Blackstone Heritage Corridor Announces 2019 Calendar Photo Contest Winners

Tuesday, September 18, 2018
GoLocalWorcester Lifestyle Team

Blackstone Heritage Corridor announces 2019 calendar photo contest winners
The Blackstone Heritage Corridor announced the winners of its 2019 Calendar Photo Contest.

A calendar release party will be held on Friday, October 19 at Wormtown Brewery in Worcester from 5 p.m. to 8 p.m.

The calendar will be available for sale late October.

The Winners

This year’s cover photo titled “Same Canal, Different Boats” was taken by Suzie B. of Harrisville at Blackstone River & Canal Heritage State Park in Uxbridge, MA, while volunteers from the Blackstone Valley Paddle Club were coming ashore.

John Kloczkowski of North Uxbridge, MA, captured a Providence & Worcester Railroad train plowing the tracks in Uxbridge, MA, making for the perfect January photo in the 2019 calendar.

Judith Belben of Milford, MA, spent time underneath the illuminated Kenneth Burns Bridge in Worcester, MA, and the judges felt the soft pink undertones were a great fit for the month of February. With snow starting to disappear from the landscape, Mark Paine of Woonsocket took his camera down along the Providence & Worcester Railroad train tracks in Woonsocket and captured a stunning shot of the rails. The judges slotted his shot for March. With the leaves still barely on the trees in April, judges selected Bob Evans’ photo of a rustic, antique fire engine, Engine #8, sitting in a field in his hometown of Northbridge.

Judith Belben had a second image selected for the 2019 calendar and it was her photo of two older men in a small, antique-looking fishing boat taken in Hopedale, that caught their eye. With their backs to the camera’s lens, she captured the serenity of the moment on a sunny spring day. It leaves the admirer wondering what they could have been talking about. Belben’s fishing boat photo is slotted for the month of May.

Mary Silva of Northbridge captured a small bridge on Mendon Street in Uxbridge adorned with wooden yellow flowers. “The Flower Bridge” was selected for the month of June.

Diane Sears of Hopedale says she was walking with a friend when they happened to walk upon an old-fashioned wagon and was encouraged to enter the shot into the photo contest. Her photo was slotted for the month of July as the wagon is adorned with an American Flag perched over the back of its seat.

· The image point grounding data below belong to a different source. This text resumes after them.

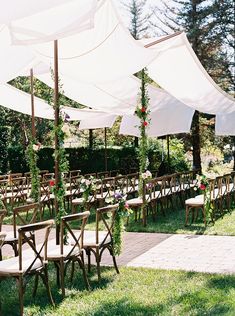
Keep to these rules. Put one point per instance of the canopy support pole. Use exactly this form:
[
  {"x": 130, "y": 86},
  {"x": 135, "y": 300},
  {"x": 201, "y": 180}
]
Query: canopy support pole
[
  {"x": 32, "y": 104},
  {"x": 105, "y": 149},
  {"x": 56, "y": 122}
]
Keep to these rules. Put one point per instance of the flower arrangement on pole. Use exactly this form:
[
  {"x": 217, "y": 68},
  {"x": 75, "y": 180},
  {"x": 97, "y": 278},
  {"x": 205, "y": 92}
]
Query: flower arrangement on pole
[
  {"x": 31, "y": 153},
  {"x": 123, "y": 211},
  {"x": 88, "y": 187},
  {"x": 203, "y": 185}
]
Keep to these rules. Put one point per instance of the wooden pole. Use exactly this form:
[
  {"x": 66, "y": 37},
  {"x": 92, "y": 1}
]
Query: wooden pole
[
  {"x": 32, "y": 104},
  {"x": 105, "y": 149},
  {"x": 168, "y": 152},
  {"x": 56, "y": 122}
]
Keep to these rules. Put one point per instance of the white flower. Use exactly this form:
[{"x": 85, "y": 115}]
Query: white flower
[
  {"x": 146, "y": 175},
  {"x": 36, "y": 147},
  {"x": 87, "y": 182}
]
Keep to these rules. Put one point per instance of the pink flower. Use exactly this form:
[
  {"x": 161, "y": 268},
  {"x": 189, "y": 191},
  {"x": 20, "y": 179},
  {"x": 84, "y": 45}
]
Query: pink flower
[
  {"x": 202, "y": 187},
  {"x": 51, "y": 183},
  {"x": 126, "y": 205}
]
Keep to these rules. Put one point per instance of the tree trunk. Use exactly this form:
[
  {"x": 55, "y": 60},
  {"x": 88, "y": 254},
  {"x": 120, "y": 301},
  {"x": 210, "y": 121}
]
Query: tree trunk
[
  {"x": 196, "y": 141},
  {"x": 90, "y": 138}
]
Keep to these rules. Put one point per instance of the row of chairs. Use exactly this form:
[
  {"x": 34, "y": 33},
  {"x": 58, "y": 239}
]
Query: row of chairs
[
  {"x": 221, "y": 194},
  {"x": 33, "y": 260}
]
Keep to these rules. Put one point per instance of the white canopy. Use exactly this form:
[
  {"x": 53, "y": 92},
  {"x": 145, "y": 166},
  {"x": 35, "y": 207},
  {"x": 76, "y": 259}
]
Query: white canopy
[
  {"x": 225, "y": 124},
  {"x": 20, "y": 101},
  {"x": 177, "y": 70},
  {"x": 172, "y": 119}
]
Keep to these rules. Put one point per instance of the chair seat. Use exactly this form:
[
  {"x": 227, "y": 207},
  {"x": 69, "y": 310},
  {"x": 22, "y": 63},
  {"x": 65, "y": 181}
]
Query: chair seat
[
  {"x": 11, "y": 266},
  {"x": 89, "y": 239},
  {"x": 81, "y": 200},
  {"x": 10, "y": 237},
  {"x": 195, "y": 201},
  {"x": 54, "y": 252}
]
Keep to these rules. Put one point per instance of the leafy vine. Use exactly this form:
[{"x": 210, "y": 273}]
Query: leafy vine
[
  {"x": 143, "y": 113},
  {"x": 31, "y": 153}
]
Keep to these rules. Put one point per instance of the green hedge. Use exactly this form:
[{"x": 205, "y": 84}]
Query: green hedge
[{"x": 89, "y": 160}]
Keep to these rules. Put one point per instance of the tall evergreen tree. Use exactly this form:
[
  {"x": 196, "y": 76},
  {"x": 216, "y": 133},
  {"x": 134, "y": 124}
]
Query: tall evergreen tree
[{"x": 209, "y": 26}]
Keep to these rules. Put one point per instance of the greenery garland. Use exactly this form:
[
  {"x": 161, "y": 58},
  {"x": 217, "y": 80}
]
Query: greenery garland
[
  {"x": 59, "y": 154},
  {"x": 123, "y": 211},
  {"x": 32, "y": 157},
  {"x": 143, "y": 113}
]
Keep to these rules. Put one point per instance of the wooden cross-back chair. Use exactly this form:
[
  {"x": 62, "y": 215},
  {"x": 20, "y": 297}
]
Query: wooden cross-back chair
[
  {"x": 74, "y": 173},
  {"x": 132, "y": 184},
  {"x": 97, "y": 241},
  {"x": 107, "y": 190},
  {"x": 17, "y": 190},
  {"x": 46, "y": 195},
  {"x": 73, "y": 252},
  {"x": 29, "y": 262},
  {"x": 21, "y": 217},
  {"x": 2, "y": 238},
  {"x": 120, "y": 184}
]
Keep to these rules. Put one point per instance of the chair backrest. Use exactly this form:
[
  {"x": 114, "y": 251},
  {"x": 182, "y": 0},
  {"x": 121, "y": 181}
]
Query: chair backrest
[
  {"x": 76, "y": 239},
  {"x": 103, "y": 174},
  {"x": 2, "y": 238},
  {"x": 120, "y": 184},
  {"x": 74, "y": 173},
  {"x": 39, "y": 251},
  {"x": 107, "y": 187},
  {"x": 2, "y": 215},
  {"x": 22, "y": 217},
  {"x": 106, "y": 215}
]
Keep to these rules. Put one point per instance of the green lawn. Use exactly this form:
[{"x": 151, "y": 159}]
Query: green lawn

Dennis Smith of Uxbridge, was standing below the Route 116 bridge in Lincoln on the bank of the Blackstone River just north of the Captain Wilbur Kelly House Museum.  It was there he captured his “Arches Over the Blackstone” photo highlighting the stunning architecture of the bridge. The bone-colored bridge stands majestically against a crisp blue sky accented with puffy white clouds, green foliage on the trees and a dark blue river running below. Smith’s photo appears in the month of August.

September’s photo was taken by Carole Carnovale of Mendon, MA, and she chose to submit a unique perspective of the popular Triad Bridge in Millville, MA. Titled “Rails Over the Blackstone,” Carnovale’s photo highlights the rich rust color of the bridge as the rails cross over the Blackstone River. The little bit of fog gives it a slight element of mystique.

While taking a walk on a fall day in the area of the Shining Rock Golf Course in Northbridge, MA, a winding, paved cart path caught Mary M. Silva’s eye and it caught the eye of the photo contest judges too. They selected it for the October photo in the Blackstone Heritage Corridor’s 2019 calendar.

Steve Lariviere of Northbridge, MA, captured the Blackstone Valley Excursion Train making a trip through Northbridge, MA, one year. The judges found the train’s red and black colors striking against the fog it was traveling through and selected it for the month of November.

Mary Silva had a total of three of her photos selected this year, much to her surprise in this blind judging. In the evening hours, she captured an ornate snow-covered footbridge at Elm Park in Worcester, MA, crossing over Lincoln Pond below. Known as the “Iron Bridge,” it is adorned with heart-shaped ironwork and decorative supports. The bridge is a recreation of the 1881 original by Henry Edwards and its replica was installed in the historic Elm Park in 1972.